LA INTRAHISTORIA

Leo Messi-Zabaleta: una década de amistad en Barcelona

La rivalidad entre Barça y Espanyol acabó por grapar una amistad que comenzó con un mismo objetivo: buscar la gloria para el fútbol argentino.

Barcelona-Manchester City en directo

Pablo Zabaleta es una de las pocas personas a las que Lionel Messi se lo perdonaría todo. Incluso la celebración que tuvo el lateral en la grada del Camp Nou la fatídica noche para los culés conocida como Tamudazo o que sea el único futbolista del Manchester City que sepa lo que es ganar (0-1) en el Camp Nou (Trofeu Gamper 2009). La rivalidad entre Barça y Espanyol acabó por grapar una amistad que comenzó en los aeropuertos y con un mismo objetivo: buscar la gloria para el fútbol argentino. Ambos levantaron el ánimo de un país futbolísticamente deprimido y fueron el estandarte de una generación de jugadores llamada a ganarlo todo: conquistaron en 2005 el Mundial Sub-20 y tres años después el oro en los Juegos Olímpicos, siempre con Zabaleta de capitán y con Messi de estrella.

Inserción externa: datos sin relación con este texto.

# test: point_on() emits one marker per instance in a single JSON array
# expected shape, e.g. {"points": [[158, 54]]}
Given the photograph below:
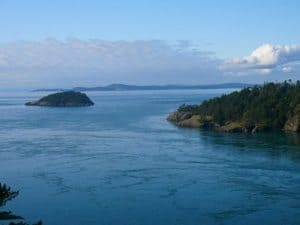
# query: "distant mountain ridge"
{"points": [[125, 87]]}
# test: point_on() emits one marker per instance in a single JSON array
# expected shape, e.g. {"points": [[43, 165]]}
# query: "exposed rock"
{"points": [[232, 127], [292, 124], [193, 122], [179, 116], [63, 99]]}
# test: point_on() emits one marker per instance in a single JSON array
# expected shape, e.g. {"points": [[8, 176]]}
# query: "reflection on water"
{"points": [[121, 162]]}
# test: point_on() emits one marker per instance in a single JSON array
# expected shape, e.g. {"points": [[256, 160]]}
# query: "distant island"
{"points": [[124, 87], [63, 99], [271, 106]]}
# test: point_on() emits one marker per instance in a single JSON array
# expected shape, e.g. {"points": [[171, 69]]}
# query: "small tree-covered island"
{"points": [[63, 99], [272, 106]]}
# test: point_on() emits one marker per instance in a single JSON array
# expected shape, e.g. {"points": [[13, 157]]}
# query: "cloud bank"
{"points": [[79, 62], [54, 63], [266, 59]]}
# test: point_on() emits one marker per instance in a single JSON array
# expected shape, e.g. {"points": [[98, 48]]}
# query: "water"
{"points": [[121, 162]]}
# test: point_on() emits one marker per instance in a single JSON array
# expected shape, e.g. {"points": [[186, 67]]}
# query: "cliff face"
{"points": [[63, 99], [273, 106], [293, 124]]}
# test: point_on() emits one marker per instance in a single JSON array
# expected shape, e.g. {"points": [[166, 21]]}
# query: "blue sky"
{"points": [[228, 29]]}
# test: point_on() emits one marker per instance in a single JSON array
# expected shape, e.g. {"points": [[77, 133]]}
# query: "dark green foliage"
{"points": [[269, 105], [6, 194], [67, 98]]}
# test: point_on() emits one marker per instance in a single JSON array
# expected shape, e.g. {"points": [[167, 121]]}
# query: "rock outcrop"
{"points": [[63, 99]]}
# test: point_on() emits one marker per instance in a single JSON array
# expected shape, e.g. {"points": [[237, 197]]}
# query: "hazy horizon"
{"points": [[147, 43]]}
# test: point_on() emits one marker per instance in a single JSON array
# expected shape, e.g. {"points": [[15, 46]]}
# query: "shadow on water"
{"points": [[275, 142]]}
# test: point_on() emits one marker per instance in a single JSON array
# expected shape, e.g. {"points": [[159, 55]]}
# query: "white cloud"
{"points": [[266, 59], [104, 61]]}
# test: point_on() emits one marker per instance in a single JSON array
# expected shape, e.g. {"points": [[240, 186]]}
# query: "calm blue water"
{"points": [[120, 162]]}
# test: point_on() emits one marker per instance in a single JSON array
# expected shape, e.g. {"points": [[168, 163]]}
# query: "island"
{"points": [[63, 99], [126, 87], [272, 106]]}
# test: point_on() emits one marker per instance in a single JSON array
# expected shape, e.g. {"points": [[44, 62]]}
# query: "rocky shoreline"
{"points": [[63, 99], [188, 120]]}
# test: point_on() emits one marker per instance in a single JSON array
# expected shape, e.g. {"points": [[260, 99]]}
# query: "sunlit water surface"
{"points": [[121, 163]]}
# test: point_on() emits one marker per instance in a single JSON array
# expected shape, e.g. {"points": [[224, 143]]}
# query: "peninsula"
{"points": [[272, 106]]}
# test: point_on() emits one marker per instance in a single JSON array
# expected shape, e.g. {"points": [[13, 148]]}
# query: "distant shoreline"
{"points": [[124, 87]]}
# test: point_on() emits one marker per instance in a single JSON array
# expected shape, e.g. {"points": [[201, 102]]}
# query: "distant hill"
{"points": [[267, 107], [63, 99], [125, 87]]}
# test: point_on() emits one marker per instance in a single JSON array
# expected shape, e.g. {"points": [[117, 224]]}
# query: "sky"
{"points": [[87, 43]]}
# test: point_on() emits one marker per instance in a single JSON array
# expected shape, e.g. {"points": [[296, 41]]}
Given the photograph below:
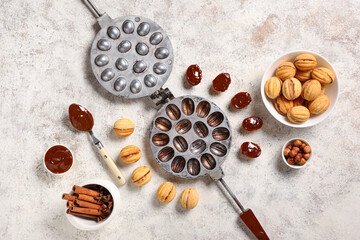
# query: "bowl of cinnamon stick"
{"points": [[92, 204]]}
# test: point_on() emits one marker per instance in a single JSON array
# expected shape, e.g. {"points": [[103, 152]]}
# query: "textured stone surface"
{"points": [[44, 67]]}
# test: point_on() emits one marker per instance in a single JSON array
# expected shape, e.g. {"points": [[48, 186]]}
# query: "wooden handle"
{"points": [[112, 166], [253, 224]]}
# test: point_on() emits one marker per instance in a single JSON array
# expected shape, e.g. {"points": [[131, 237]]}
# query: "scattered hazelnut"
{"points": [[291, 161], [166, 192], [130, 154], [297, 143], [302, 161], [124, 127], [141, 176], [307, 149], [286, 152], [293, 153], [189, 198]]}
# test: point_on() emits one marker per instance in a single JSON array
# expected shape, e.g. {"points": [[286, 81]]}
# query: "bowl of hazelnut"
{"points": [[300, 88], [296, 153]]}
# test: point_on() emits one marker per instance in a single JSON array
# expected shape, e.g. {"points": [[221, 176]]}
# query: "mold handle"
{"points": [[253, 224], [247, 215], [112, 166]]}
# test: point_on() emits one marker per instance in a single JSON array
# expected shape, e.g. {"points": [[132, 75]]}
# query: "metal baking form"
{"points": [[131, 56], [190, 137]]}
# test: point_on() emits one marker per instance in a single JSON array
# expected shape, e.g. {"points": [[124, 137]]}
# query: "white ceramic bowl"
{"points": [[291, 142], [91, 225], [332, 90], [58, 174]]}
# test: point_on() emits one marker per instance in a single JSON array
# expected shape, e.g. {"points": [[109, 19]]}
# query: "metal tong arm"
{"points": [[232, 195], [247, 215], [94, 8]]}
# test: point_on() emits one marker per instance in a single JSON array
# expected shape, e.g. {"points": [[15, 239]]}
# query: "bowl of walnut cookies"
{"points": [[300, 89]]}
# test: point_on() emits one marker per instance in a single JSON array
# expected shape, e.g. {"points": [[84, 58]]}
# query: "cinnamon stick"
{"points": [[88, 205], [87, 198], [88, 211], [68, 197], [82, 215], [86, 191], [69, 204]]}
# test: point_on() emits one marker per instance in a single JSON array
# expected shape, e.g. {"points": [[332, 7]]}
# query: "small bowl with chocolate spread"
{"points": [[58, 160]]}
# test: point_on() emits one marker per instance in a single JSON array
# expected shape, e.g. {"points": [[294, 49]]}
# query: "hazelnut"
{"points": [[285, 70], [299, 101], [298, 114], [282, 105], [189, 198], [293, 153], [311, 89], [273, 87], [305, 62], [124, 127], [323, 75], [319, 105], [166, 192], [286, 152], [291, 88], [303, 76], [302, 161], [141, 176], [291, 161], [307, 149], [130, 154], [297, 143]]}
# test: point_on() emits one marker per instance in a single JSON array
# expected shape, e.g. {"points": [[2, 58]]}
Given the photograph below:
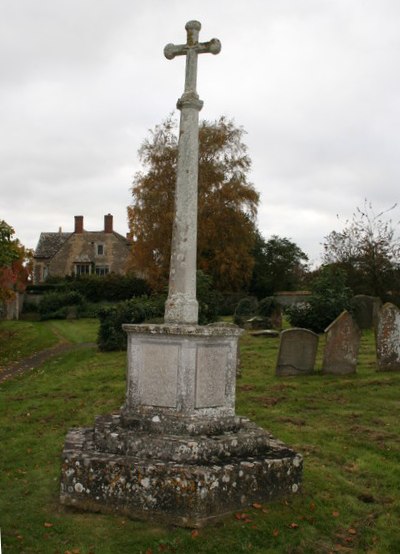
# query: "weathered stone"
{"points": [[270, 333], [388, 338], [297, 352], [341, 346], [181, 305], [177, 452], [187, 369], [202, 480], [366, 309]]}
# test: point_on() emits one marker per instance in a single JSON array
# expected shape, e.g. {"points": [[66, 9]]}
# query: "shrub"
{"points": [[267, 306], [329, 297], [54, 305], [208, 298], [111, 288], [111, 336], [246, 307]]}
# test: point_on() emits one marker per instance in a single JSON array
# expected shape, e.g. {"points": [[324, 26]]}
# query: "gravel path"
{"points": [[36, 360]]}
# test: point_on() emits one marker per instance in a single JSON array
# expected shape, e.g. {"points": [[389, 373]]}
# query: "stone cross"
{"points": [[181, 306]]}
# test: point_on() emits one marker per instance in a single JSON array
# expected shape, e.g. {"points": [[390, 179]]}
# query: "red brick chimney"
{"points": [[78, 224], [108, 224]]}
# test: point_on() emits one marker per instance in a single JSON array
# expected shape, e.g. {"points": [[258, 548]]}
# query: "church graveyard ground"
{"points": [[347, 427], [176, 451]]}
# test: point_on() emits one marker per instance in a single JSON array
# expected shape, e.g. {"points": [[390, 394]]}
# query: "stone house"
{"points": [[81, 252]]}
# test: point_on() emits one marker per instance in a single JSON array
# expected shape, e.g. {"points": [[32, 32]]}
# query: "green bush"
{"points": [[111, 288], [329, 297], [208, 298], [246, 308], [267, 306], [111, 336], [54, 305]]}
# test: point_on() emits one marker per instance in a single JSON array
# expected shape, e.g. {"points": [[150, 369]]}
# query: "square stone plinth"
{"points": [[182, 480], [185, 369]]}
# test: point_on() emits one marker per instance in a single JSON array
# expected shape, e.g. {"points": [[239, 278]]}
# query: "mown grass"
{"points": [[347, 428], [19, 339]]}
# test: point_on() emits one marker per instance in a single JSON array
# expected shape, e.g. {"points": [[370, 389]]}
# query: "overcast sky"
{"points": [[315, 84]]}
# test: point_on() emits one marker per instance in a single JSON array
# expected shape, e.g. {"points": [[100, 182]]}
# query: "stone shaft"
{"points": [[181, 306]]}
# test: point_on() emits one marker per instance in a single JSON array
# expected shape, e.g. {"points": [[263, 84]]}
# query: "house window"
{"points": [[82, 269], [101, 270]]}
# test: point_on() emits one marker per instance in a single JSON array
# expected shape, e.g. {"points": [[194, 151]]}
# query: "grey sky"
{"points": [[315, 83]]}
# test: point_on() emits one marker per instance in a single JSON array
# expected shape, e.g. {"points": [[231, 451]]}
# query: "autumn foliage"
{"points": [[14, 265], [227, 205]]}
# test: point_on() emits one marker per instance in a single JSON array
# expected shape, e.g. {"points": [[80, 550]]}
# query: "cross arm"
{"points": [[213, 46]]}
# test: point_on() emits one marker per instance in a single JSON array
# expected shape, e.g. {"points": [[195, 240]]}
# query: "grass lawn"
{"points": [[347, 428], [19, 339]]}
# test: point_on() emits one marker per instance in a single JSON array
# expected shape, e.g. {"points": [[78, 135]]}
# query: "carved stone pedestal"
{"points": [[177, 452]]}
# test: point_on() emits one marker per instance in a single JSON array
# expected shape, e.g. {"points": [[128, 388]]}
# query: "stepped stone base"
{"points": [[185, 479]]}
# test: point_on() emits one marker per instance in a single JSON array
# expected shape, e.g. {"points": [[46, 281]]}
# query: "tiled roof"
{"points": [[50, 243]]}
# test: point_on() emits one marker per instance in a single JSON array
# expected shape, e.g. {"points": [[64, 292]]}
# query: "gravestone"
{"points": [[176, 451], [297, 352], [388, 338], [366, 310], [341, 346]]}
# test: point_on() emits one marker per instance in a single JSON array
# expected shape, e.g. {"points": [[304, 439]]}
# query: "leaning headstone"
{"points": [[388, 338], [176, 451], [365, 309], [297, 352], [341, 346]]}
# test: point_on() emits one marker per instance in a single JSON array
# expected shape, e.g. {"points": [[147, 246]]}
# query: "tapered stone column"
{"points": [[181, 306], [176, 451]]}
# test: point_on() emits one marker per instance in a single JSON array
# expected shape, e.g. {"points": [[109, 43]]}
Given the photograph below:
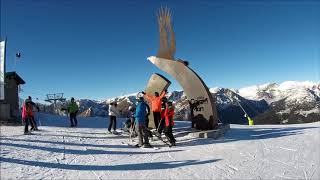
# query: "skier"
{"points": [[25, 118], [73, 110], [140, 117], [164, 100], [155, 105], [193, 105], [113, 113], [147, 121], [169, 123], [30, 104]]}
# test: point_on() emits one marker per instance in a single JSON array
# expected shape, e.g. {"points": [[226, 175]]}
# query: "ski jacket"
{"points": [[163, 108], [24, 113], [141, 112], [169, 113], [72, 107], [148, 110], [155, 101], [29, 107], [113, 111]]}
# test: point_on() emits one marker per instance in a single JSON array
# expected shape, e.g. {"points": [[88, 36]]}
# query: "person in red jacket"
{"points": [[169, 123], [155, 105]]}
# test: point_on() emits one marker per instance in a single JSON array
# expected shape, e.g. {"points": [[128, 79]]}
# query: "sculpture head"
{"points": [[167, 47]]}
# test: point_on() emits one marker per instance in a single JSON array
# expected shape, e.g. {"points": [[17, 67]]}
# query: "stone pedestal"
{"points": [[216, 133]]}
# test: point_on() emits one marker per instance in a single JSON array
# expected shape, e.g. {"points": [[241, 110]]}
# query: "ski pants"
{"points": [[161, 126], [33, 122], [168, 133], [26, 124], [142, 133], [112, 122], [156, 118], [73, 119]]}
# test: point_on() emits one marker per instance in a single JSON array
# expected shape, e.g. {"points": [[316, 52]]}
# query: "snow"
{"points": [[312, 111], [87, 152]]}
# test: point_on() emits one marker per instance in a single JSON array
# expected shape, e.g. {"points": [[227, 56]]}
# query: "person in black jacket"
{"points": [[31, 104]]}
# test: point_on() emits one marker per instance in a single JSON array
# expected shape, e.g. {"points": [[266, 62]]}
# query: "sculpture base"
{"points": [[216, 133]]}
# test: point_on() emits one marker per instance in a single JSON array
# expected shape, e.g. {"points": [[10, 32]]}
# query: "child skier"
{"points": [[155, 105], [26, 118], [113, 113], [140, 117], [73, 110], [30, 104], [169, 123]]}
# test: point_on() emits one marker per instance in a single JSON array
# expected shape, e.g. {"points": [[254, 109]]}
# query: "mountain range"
{"points": [[286, 103]]}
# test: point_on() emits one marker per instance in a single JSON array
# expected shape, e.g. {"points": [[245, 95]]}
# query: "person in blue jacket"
{"points": [[140, 121]]}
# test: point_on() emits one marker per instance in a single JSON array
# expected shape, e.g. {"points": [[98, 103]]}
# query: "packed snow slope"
{"points": [[87, 152]]}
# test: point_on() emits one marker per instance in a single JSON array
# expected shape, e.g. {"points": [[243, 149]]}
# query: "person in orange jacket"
{"points": [[169, 123], [155, 105]]}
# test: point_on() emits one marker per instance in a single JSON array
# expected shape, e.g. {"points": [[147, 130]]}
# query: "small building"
{"points": [[9, 107]]}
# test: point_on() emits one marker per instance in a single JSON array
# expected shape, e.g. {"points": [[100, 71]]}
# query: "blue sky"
{"points": [[97, 49]]}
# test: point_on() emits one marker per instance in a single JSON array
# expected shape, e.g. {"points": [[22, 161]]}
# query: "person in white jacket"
{"points": [[113, 113]]}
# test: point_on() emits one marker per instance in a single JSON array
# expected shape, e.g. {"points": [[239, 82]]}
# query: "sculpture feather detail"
{"points": [[167, 48]]}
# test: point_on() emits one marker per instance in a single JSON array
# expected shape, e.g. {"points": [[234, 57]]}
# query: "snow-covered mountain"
{"points": [[288, 102]]}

Barcelona se convirtió para los dos en un plató de aventuras. Cuando comenzaron a soltarse, ambos eran jóvenes. Y solteros. Zabaleta nunca olvidará el día que Messi hizo su primera obra de arte, el golazo al Getafe. No lo pudo ver. Estaba cenando con unos amigos, pero la llamada de un colega le puso en alerta. “Es un animal”, dijo entonces el españolista del culé y al día siguiente cancelaron una reserva en un restaurante, ante la falta de intimidad, para pasear por el Born y comer en un lugar tranquilo, tratando de disfrutar de las últimas horas de anonimato.

Les dio para ir a ver a Rafa Nadal al Trofeo Conde de Godó o para disfrutar de las milanesas de la añorada Las Cuartetas. Disfrutaron de conciertos, de buenos asados y fraguaron una amistad que ya dura una década, con Barcelona como plató.